Why Pluto isn't Classified as a Planet
The scientific community had three options on how to deal with Eris, Ceres, and subsequently Pluto. They could boost the number of planets in our solar system to 11. They could simply ignore the fact that Eris and Ceres existed. They could drop the number of planets in the solar system to 8 and reclassify Pluto. This last option is what was chosen and the new classification of ‘dwarf planet’ was given to Pluto and Eris with Ceres remaining a large asteroid even though it had been considered a planet back in the 1800s shortly after its discovery.
They based this decision by qualifying the three celestial bodies based on the definition of a planet. The three criteria that had to be met were as follows:
1. Does it orbit the sun? Pluto and the others clearly orbit the sun.
2. Does it have enough gravity to pull itself in a spheroid? Pluto is spherical in shape.
3. Does it ‘clear the neighbourhood’ of its orbit? Pluto does not.

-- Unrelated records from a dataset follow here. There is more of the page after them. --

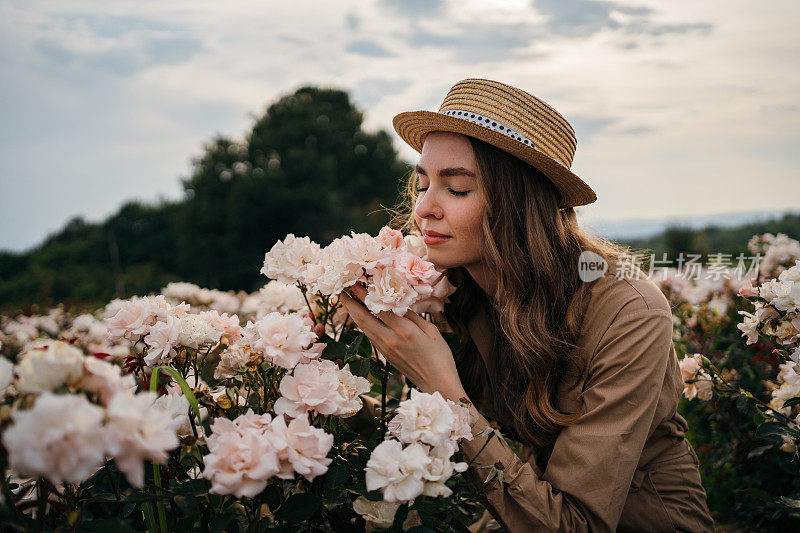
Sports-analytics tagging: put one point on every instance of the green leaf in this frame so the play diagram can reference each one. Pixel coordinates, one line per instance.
(219, 524)
(298, 508)
(756, 452)
(742, 403)
(789, 502)
(399, 517)
(337, 475)
(792, 401)
(360, 367)
(352, 350)
(334, 349)
(106, 524)
(770, 429)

Number 3’s question is clarified by stating that as planets develop, they either pull smaller masses into its orbit consuming them or their gravity slings them away from the planet as it forms. They become the dominant gravitational body in their orbit. Ceres does not meet criteria number three because of the asteroids that are in orbit with it. With Eris’ orbit being so close to Neptune’s and crossing Pluto’s, it does not have a clean orbit of it's own. Pluto does not meet the criteria of the planet definition for the same reason because Eris crosses it's path. When this happens, the celestial body becomes a classified as a ‘dwarf planet’. As long as there are other objects sharing Pluto’s, Eris’s and Ceres’ – orbits, they will never be given full planet status.